ISLAMABAD (Reuters) – More than 100 Islamist militants and nine Pakistani soldiers were killed in fierce fighting over the last four days in the tribal region of Bajaur, a military spokesman said on Sunday.
Bajaur, near Pakistan’s border with Afghanistan, is a known sanctuary for al Qaeda and Taliban militants.
The clashes broke out on Wednesday after pro-Taliban militants attacked a security checkpost in Loi Sum, about 12 km (eight miles) west of Khar, the main town of the region.
“Fighting is still continuing and forces backed by helicopter gunships are targeting militants’ positions mainly on the mountains. We have reports of over 100 militants dead,” said a spokesman for Pakistan’s Frontier Corps.
Nine soldiers also died during the fighting, he said.

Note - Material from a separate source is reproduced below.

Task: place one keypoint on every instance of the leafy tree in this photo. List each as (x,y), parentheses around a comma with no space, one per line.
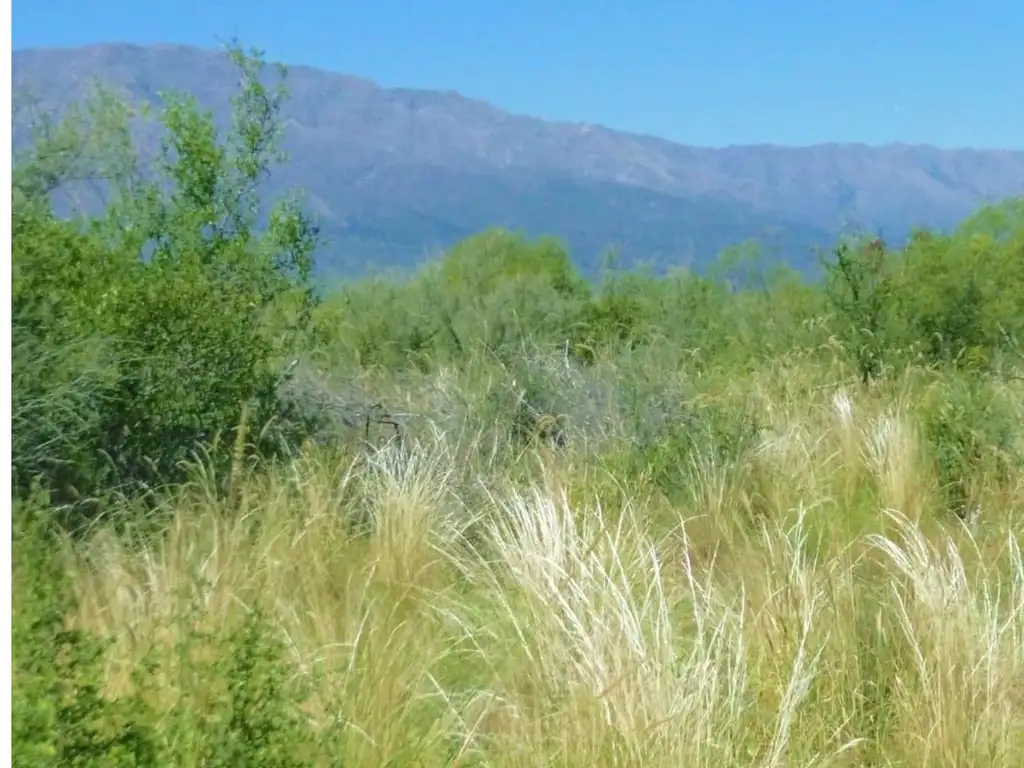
(189,300)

Residents said Pakistani troops were bombarding the militants’ hideouts and positions with mortar and artillery and many villagers had fled to safer places in the region.
The security situation across Pakistan’s northwest has deteriorated in recent weeks amid mounting pressure by Western allies on the South Asian nation to stop militants from making cross-border attacks on their troops in Afghanistan.
Violence had subsided after a new coalition government formed following February elections and led by the party of slain former prime minister Benazir Bhutto started talks with the militants through tribal elders.
But the lull seems to be over and the militants have stepped up their activities after their top leader Baitullah Mehsud suspended talks in June.